What are some of your favorite aspects or pieces from the LIA LARREA brand?
Having lived all over the world and being a shopper especially at boutiques in London, I love that Lia’s clothes are multidimensional - I could wear these clothes to work and dress them up or down. The quality of the material she chooses is exceptional and the way they sit on my body make me really comfortable but still confident. The colours are elegant and the style is classic but funky. Lia’s designs make me feel like a woman in control who is content not fighting for control.
How was your experience being a TED Speaker?
It was an incredible opportunity to speak in my hometown Edmonton, Alberta and I was very honored to be asked to speak.I spoke at a venue that I had performed Indian dancing at some 30 years before so it was surreal to see how life had evolved. The topic was about entrepreneurship and access to resources - or lack of in the case of India. It was very early days of Shanti Life and I was keen to debate the method by which entrepreneurs in poor communities manage to succeed in building their businesses with so little resources. Comparing them to entrepreneurs in other parts of the world, especially women entrepreneurs, was the highlight. The Indian women we work with are breadwinners, full time carers for their children, live with in-laws and manage to keep it all together though many of them are not allowed to leave the community. I really enjoyed participating in the event but I was really nervous and find it hard to listen to myself speak!
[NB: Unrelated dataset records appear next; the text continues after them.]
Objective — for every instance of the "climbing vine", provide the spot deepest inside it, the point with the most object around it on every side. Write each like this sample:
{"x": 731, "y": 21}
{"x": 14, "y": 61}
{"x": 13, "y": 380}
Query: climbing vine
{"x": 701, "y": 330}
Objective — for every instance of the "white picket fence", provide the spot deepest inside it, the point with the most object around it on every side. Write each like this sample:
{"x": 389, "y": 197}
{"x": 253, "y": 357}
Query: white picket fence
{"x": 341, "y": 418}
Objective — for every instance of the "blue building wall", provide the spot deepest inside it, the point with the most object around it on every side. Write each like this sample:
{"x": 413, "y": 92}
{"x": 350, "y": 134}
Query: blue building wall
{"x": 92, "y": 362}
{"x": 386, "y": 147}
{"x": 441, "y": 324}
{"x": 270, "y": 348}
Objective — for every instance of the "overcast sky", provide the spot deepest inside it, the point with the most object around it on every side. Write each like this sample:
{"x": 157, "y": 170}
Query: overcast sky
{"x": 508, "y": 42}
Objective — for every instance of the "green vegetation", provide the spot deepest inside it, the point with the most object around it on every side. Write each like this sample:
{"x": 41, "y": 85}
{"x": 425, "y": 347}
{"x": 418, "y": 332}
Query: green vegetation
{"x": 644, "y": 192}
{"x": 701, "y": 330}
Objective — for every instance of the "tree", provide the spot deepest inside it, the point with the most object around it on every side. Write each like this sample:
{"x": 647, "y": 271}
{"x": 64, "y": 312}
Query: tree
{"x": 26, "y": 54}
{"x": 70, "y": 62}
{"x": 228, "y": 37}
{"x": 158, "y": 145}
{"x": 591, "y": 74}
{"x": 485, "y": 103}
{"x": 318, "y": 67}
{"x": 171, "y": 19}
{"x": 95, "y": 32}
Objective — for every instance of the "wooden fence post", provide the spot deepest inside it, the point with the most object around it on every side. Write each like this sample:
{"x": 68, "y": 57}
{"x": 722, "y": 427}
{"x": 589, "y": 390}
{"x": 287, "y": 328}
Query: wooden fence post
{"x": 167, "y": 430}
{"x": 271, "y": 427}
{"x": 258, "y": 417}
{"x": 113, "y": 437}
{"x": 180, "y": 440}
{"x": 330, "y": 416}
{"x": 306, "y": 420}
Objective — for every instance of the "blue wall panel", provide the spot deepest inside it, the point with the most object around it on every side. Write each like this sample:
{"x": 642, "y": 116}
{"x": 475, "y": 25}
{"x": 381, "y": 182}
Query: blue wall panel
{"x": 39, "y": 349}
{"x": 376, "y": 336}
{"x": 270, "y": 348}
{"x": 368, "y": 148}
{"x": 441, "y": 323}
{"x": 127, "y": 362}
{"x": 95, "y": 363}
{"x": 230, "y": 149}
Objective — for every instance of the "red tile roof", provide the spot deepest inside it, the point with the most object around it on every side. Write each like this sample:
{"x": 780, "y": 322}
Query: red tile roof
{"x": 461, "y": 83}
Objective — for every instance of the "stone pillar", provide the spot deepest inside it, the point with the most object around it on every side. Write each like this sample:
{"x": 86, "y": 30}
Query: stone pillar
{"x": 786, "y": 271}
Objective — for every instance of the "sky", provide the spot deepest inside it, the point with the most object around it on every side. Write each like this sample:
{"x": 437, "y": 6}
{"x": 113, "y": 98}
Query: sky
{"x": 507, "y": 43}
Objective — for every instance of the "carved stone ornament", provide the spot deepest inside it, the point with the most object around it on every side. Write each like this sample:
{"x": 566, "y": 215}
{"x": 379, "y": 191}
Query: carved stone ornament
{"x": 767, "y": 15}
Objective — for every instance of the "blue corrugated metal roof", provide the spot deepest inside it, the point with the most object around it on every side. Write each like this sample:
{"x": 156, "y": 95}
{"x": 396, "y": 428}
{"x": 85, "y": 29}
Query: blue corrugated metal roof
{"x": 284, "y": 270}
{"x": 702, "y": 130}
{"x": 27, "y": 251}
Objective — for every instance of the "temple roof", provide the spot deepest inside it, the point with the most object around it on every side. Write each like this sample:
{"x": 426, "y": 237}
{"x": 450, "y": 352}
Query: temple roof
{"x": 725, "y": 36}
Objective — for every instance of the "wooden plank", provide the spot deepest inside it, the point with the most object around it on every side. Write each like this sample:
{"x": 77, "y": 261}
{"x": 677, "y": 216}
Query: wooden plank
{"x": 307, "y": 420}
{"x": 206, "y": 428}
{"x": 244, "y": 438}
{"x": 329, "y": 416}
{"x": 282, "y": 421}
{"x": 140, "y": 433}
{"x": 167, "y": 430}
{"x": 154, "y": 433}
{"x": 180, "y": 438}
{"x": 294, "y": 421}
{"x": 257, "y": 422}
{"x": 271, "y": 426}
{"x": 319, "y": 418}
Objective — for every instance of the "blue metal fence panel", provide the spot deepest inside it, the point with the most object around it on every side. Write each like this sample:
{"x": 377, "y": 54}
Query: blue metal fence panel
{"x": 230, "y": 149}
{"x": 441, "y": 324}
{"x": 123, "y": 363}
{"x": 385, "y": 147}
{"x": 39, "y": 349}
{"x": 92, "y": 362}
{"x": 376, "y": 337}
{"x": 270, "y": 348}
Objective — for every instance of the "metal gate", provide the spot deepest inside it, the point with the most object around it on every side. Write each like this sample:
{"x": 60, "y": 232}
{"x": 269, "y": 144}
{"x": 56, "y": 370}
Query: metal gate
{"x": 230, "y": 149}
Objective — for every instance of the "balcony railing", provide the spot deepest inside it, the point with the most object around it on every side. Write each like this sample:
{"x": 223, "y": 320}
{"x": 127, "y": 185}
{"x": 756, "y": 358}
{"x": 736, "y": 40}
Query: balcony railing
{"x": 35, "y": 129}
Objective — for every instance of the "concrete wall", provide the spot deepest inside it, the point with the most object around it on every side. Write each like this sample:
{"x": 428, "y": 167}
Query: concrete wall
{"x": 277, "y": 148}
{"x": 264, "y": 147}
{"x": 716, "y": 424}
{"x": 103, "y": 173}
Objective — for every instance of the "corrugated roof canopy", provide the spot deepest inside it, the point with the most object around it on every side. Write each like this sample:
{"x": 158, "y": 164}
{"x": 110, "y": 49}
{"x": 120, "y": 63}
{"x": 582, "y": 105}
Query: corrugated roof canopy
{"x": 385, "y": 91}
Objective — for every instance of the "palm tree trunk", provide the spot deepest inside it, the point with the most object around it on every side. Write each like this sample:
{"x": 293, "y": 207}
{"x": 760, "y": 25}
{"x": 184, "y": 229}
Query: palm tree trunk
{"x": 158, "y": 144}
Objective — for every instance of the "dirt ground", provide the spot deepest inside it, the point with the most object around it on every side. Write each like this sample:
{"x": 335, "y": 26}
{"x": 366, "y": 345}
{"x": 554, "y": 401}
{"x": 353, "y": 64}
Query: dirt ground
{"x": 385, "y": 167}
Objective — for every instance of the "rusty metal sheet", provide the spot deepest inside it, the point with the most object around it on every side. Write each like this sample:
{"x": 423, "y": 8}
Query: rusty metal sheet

Can you tell us about your tattoo?
My tattoo is of Goddess Saraswati - she symbolizes knowledge and wisdom. She is elegant and beautiful and brings music to the world. To me, she is a reminder of strength and elegance all in one and she represents the ultimate being in control - who goes with the flow. My grandmother’s name was Saraswati and she was a woman who dedicated much of her life to alleviating poverty. That really gave me goosebumps when I found out about that because it made me feel like she (and my mother) inspired Shanti Life. I also love this Goddess because I teach yoga and her meaning and values are something I like to bring into my practice. Two years after I got my tattoo I had the miracle of a beautiful baby girl. I couldn’t imagine she would inherit the name but it was so fitting and I will forever remind her what her name and her grandmother’s name symbolises.
Can you share an experience where you have felt like a woman in control?
Whenever I walk into a board room (often only men) I feel really in control when I feel confident and dressed well. The way we dress is really important and sends a message about why we are there and sets the tone. Dressing proffessionally is key.
If you could say one thing to a young girl encouraging her to be a woman in control, what would you say?
I would tell her to live everyday to the fullest, be true to herself and never compromise on her goals in life. So often women take a step back (because they think they should) and I think we need to encourage young women to take a step forward in a way that works for them. Most of all I would tell her to behave in an elegant way as it costs nothing to be gracious and direct at the same time.